I think that a big part of the appeal for him is that it's just a fake tree with lights: no ornaments, no tinsel, no garland, no star on the top, nada. (Rhetorical question:--which is why it's here--What kind of person is such an overbearing asshole to children while decorating the tree that the kids, when grown up, can't abide Christmas trees? Short answer: a drunk. But still.)
Also, I'm annoyed that you loaned Mark a vehicle without remembering to sabotage the brakes first. Ha--kidding! Like you'd damage your nifty little SUV.
Oh, right, questions...
1. Regular or decaf? Regular or Premium? Iced or hot tea? Chocolate or vanilla? Regular (until 5pm, then decaf). Regular gas, because Hank is a regular kinda guy. Iced. Chocolate, unless I can get fudge sauce, then vanilla.
2. You betcha we'll write this book. In fact, I've been looking forward to it, though I've realized that you're very busy. It's exactly the sort of project that I can fit in during naptime and stuff like that.
3. Chinese dessert...Have you ever made those little sesame seed balls? They're just a little sweet so they make a nice dessert with a cup of tea.
4. Hangover cure? Dude, have I got the advice for you: before you go to bed, take a long hot bath while drinking your half liter of water. If you don't want a bath, at least take a long hot shower. The hot water seems to help metabolize the alcohol so you don't go to sleep drunk, which is part of the morning-after fatigue since the bed spins just aren't restful.

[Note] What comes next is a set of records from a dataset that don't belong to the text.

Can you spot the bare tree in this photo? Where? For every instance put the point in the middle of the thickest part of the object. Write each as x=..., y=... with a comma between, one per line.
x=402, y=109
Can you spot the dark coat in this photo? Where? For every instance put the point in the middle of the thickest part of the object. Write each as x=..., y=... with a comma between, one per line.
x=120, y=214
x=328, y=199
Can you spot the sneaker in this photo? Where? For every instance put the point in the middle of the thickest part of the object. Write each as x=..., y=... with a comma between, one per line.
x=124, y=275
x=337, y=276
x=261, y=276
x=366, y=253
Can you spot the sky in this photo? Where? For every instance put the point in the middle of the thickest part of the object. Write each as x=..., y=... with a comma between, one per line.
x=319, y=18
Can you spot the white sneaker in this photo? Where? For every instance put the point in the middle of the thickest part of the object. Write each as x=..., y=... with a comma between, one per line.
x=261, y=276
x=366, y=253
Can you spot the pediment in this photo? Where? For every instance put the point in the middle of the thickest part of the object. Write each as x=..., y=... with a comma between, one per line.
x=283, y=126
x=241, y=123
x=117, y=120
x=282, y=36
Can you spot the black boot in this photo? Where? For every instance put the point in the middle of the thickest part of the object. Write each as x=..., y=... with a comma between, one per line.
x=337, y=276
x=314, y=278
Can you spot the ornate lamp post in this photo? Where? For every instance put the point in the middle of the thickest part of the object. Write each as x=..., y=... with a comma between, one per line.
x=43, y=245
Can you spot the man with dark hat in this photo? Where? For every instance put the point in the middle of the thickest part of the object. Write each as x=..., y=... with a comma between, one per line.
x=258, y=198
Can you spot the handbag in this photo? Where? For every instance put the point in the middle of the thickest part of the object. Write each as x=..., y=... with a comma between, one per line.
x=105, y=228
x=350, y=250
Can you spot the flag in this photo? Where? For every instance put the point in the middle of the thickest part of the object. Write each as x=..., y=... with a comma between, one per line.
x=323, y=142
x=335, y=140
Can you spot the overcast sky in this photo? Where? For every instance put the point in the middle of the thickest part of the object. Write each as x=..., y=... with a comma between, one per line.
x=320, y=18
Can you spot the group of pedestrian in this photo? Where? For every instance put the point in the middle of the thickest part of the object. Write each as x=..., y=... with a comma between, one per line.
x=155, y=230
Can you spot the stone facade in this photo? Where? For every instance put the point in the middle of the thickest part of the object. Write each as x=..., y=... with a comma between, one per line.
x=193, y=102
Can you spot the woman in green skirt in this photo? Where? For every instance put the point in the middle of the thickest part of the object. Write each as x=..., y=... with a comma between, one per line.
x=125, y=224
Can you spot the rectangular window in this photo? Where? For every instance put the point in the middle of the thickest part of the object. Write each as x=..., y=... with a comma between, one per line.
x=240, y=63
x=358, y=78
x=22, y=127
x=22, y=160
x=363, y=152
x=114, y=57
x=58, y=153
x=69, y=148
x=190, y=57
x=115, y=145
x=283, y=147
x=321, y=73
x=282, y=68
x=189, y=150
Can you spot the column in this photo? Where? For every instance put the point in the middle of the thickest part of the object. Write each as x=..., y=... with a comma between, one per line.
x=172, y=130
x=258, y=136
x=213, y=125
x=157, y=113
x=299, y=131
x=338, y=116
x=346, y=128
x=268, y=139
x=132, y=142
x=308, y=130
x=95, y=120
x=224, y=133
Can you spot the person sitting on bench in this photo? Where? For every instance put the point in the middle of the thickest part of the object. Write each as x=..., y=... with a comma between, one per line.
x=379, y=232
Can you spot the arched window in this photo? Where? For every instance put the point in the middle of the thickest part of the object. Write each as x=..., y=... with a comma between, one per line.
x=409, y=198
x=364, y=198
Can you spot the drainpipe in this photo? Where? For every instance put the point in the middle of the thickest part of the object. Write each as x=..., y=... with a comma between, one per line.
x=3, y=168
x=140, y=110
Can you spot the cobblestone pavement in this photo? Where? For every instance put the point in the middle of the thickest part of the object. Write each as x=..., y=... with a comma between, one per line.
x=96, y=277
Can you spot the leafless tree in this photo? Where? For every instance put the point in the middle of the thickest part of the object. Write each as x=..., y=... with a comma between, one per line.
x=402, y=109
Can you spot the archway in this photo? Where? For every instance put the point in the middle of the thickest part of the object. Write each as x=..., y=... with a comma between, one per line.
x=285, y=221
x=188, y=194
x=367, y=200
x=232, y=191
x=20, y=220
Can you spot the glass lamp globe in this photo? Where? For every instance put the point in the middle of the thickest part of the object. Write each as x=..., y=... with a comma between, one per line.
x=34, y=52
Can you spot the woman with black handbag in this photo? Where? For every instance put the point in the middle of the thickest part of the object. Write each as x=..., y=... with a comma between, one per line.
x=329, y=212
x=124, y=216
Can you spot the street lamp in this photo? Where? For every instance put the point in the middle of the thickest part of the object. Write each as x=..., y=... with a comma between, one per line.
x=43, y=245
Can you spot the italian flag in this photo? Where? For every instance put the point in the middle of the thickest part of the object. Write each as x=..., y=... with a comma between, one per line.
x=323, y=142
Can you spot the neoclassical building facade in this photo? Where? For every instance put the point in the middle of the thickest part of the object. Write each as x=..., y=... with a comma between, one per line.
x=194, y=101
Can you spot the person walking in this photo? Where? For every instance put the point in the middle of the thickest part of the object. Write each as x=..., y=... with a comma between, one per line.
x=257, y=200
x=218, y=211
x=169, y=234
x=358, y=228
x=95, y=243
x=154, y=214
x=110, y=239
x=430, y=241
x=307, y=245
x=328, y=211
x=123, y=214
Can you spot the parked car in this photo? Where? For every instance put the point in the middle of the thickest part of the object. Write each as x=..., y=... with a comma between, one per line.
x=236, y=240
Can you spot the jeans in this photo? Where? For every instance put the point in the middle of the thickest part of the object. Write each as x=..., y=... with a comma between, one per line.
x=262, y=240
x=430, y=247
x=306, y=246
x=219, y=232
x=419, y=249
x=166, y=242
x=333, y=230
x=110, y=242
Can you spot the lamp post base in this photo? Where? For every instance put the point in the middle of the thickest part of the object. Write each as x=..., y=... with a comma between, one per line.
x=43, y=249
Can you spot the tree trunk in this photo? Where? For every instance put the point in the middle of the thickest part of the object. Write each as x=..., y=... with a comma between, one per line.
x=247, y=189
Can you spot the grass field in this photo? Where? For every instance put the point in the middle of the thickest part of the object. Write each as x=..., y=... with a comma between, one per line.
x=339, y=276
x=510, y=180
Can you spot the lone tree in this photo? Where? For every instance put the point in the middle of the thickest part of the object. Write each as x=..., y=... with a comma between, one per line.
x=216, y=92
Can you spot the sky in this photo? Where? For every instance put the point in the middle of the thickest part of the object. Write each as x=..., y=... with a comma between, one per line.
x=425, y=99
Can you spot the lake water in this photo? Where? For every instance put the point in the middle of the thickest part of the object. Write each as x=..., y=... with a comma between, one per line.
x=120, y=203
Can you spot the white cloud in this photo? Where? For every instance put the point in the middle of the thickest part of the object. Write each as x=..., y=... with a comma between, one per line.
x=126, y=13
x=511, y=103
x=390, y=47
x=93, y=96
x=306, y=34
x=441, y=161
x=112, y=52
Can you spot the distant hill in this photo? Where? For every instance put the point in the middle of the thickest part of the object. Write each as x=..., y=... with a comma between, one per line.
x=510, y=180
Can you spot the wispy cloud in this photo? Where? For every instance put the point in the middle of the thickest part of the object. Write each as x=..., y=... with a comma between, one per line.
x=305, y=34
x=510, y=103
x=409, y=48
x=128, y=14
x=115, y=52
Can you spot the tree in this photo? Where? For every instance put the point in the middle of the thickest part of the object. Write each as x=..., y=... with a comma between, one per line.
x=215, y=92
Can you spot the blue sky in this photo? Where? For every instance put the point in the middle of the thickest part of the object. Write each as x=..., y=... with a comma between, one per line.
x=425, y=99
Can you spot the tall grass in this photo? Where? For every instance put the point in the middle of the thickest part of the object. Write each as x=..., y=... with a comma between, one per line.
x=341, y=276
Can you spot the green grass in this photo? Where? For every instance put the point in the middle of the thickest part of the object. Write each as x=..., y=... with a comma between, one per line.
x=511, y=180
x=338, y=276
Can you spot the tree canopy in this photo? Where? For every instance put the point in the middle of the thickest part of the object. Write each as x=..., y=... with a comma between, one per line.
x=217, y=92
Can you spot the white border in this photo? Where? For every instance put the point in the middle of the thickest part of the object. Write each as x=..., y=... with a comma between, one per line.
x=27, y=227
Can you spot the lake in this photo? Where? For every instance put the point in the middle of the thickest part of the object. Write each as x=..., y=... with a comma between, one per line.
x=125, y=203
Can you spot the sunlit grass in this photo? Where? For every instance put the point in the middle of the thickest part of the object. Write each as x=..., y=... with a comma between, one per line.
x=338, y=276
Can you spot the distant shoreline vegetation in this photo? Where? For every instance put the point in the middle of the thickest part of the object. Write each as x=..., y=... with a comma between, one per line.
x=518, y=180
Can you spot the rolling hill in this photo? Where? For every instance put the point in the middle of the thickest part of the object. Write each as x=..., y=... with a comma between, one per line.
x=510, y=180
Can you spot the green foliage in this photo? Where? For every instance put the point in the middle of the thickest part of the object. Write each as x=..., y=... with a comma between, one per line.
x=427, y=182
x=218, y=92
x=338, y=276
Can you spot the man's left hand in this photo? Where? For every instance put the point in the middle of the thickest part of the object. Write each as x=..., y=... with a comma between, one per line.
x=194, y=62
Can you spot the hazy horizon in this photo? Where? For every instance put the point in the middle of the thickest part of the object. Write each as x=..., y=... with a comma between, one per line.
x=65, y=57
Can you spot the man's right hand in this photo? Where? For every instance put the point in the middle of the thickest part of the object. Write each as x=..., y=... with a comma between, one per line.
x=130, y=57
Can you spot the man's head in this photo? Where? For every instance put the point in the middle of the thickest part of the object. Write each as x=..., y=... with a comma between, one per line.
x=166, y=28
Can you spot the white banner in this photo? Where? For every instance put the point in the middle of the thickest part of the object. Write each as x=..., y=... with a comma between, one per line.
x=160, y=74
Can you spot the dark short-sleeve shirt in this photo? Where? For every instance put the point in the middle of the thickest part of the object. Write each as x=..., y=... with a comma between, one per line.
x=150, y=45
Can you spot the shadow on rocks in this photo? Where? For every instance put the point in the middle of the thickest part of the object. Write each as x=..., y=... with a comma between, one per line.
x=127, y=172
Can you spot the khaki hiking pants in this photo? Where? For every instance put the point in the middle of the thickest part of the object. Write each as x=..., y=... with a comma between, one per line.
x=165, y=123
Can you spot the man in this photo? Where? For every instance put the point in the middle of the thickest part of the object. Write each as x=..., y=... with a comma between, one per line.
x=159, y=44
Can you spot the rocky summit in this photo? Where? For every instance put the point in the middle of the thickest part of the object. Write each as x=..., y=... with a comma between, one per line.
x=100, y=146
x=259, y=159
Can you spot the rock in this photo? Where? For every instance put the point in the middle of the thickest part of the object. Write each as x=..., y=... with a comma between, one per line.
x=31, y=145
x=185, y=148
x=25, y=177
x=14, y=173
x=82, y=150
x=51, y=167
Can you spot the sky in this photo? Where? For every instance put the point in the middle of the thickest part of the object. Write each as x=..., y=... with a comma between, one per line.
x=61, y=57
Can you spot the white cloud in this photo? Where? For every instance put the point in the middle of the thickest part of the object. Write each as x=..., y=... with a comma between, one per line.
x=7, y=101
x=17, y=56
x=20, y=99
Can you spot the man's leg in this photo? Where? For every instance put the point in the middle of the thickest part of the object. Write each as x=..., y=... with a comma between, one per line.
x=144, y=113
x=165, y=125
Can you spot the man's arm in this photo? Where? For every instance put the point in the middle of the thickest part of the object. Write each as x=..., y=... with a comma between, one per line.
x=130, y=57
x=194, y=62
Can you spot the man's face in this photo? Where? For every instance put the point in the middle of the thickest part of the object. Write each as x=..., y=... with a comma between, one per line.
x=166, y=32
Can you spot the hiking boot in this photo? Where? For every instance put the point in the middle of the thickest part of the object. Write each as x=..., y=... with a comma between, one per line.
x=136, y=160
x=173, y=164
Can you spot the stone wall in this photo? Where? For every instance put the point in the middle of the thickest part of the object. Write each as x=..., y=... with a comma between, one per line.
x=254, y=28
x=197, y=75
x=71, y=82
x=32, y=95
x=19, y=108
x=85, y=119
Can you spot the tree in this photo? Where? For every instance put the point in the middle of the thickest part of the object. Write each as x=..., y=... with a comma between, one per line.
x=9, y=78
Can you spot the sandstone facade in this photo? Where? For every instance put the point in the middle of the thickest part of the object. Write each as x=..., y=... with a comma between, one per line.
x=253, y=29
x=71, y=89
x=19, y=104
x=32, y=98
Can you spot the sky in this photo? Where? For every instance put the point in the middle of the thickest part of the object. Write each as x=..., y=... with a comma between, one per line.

I know this because I went to a lawyer's conference and drank unwisely: tequila, red wine, then more tequila. I know. But the bath and water, plus two aspirin meant that I made it to the next morning's sessions.
So, I ask you...
1. Dude, you don't drink coffee? That is, since you said "neither' to regular or decaf, unless there's a third option that the advanced-coffee-drinkers of Seattle have come up with.
A coffee-related story: the exterminator was here and, since I had a pot on, I offered her a cup of coffee. She sipped it thoughtfully, nodded and said, this is good coffee. Where do you get your coffee? Is this fresh ground? And I was thinking, who does this remind me of? Later I realized: Harvey Keitel's character in Pulp Fiction. (Good news, by the way: no termites, and the ants are dying in large numbers.)
2. Since you asked about alcohol, what's your favorite cold weather libation? I'm fond of hot chocolate with about half a shot of cognac, but it's not like I get to drink much of it.
3. Speaking of which, do you ever make seasonal alcohol-enriched desserts ( of the non-flamed variety)? By which, I refer to rum balls or bourbon balls or whatever. My parents used to make bourbon balls, which I disliked as a kid (of course) and never developed a taste for. Though I adore amaretto cookies. And then there's rum cakes and that whole thing, which I only like in tiny quantities.
I always suspected the bourbon balls were made so that they could have some Christmas candy that didn't get gobbled up by the kids.
4. And, because I'm running out of ideas, do you prefer twinkly lights on the Christmas tree or steady-burning? Clear or multi-colored? I'm liking twinkly white lights right now.